I woke up this morning with the urge to call one of my friends-with-benefits to ask her if she wanted to come over and climb up on my hard cock so I could watch her tits bounce and pull on her hair. After, I’d make her coffee and breakfast.

But it’s been a few years since I’ve had that in my life, plus I moved to the opposite coast, so I lay here wondering why life is so complicated. Why people hide so much from each other, wishing we all were a bit more together, afraid to be hurt by someone who is broken. The truth is, we’re all broken. Some of us live in the back room of a toy store waiting to be returned or some of us live on the dented-can shelf in the back of the grocery store.

Right now, I just want someone to play with. I don’t care about your old boyfriends, your father wound, your best friend in high school who bet you on who would kiss the math teacher first and you lost.

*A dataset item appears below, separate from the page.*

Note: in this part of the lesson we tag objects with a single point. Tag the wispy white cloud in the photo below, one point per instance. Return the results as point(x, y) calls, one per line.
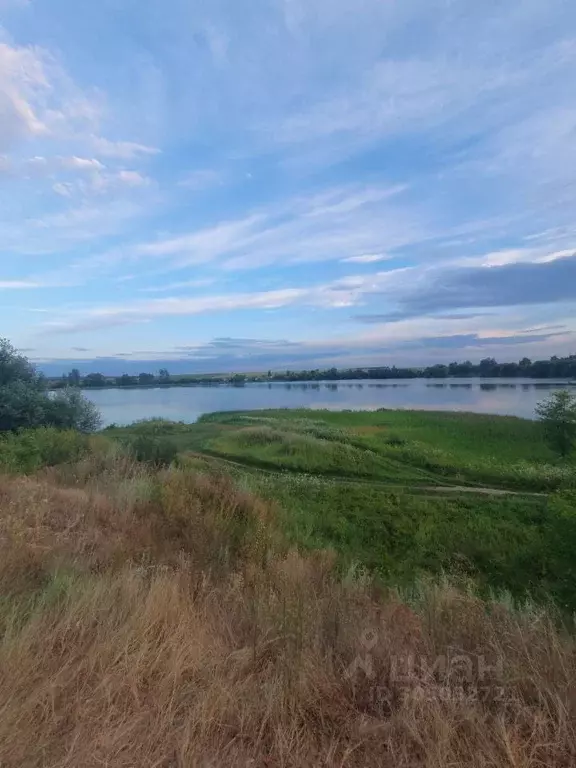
point(366, 258)
point(120, 150)
point(336, 225)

I want to hear about the garden you want to build in your rubble strewn back yard, how you’re just a hundred bucks shy of buying a ratty pickup from the guy up the street to haul dirt in, how you bought a pair of old men’s work boots at a garage sale and when you put them on at home in nothing but a tool belt, you felt like you could kick anyone in the entire world’s ass.

Why can’t sex be easy, the kind where right in the middle of it, someone yells out loud, “This is such a good solid fucking.” where the other blurts out, “Fuck yeah,” Not the kind of lame sex you get from someone who’s trying to average it in with their lack of attention or some bullshit they don’t plan to apologize for.

At some point after I left my marriage I realized, I liked being a single man, so I made a commitment to do it with honesty and dignity, to figure out how to respect women and realize they too must have figured out what it’s like to be a single woman trying to live a dignified life, without hiding from the whole thing like a bad dream or a freak show.

I met an intriguing woman at a Burner party once, after talking with her a bit I found she just got off traveling with the circus for five years, and was looking for new clients as a dominatrix. Walking home that night I was grinning at how I’d never French kissed a woman with a forked tongue before. I texted her a few more times, she would disappear for days, but I left it alone knowing she’d show up when she felt like it. After not hearing from her for a week, I was running errands when I got a text and a photo, “Hey lover boy, I’ve been up camping in the woods naked for four days, what do you think of my tits?” to my reply, “Dayumn woman, with those nipples, you could communicate with outer space aliens. I have a fun photo; you want to see?” Her reply, “Sure!”

She finally agreed to come spend the afternoon at my place. I still wasn’t sure if I was auditioning as a new client (I too was imagining what she would do to me for $250 an hour) but I really liked her a lot and wondered if we could craft some kind of friendship. After pawing it around for a few hours in my bed, she said she had to go. To keep it light yet wanting to know where it was at between us, I figured I’d grab a hundred-dollar bill from my nightstand. At that point in my life I always kept a few C’s around in case I needed one, like this, or to give to a woman who was a hundred short of buying a pick-up. As circus woman was headed out the door, I handed her the bill and said, “You want some cash?” knowing if she took it, I would know everything I needed about how she saw this relationship. She pinched it and slid it in her back pocket and bopped off down the steps.

The point I’m trying to make, is as a man, there is an art to building respectful relationships with all kinds of different people, to allow the relationship to find it’s own center, to let it go if needed or to be solid and clear, when it’s wide open.

I’ve gone through stages in life where I kept my personal inner landscape pristine. To end all relationships with kindness if possible or a bonfire, to close all communication from a fear someone might text me at some random time.

I’ve softened a bit since then, yet at the same time gotten really good about saying NO. It’s in my capacity to say no (in real time) that allows me to live a life a bit more messy. I don’t need all the structures to keep people at arm’s length. All I know is we all struggle, it’s not perfect and sometimes we need others more than they need us.

All I can say is I wish more people would ask me to play more often, they might be surprised at how easy I might say yes.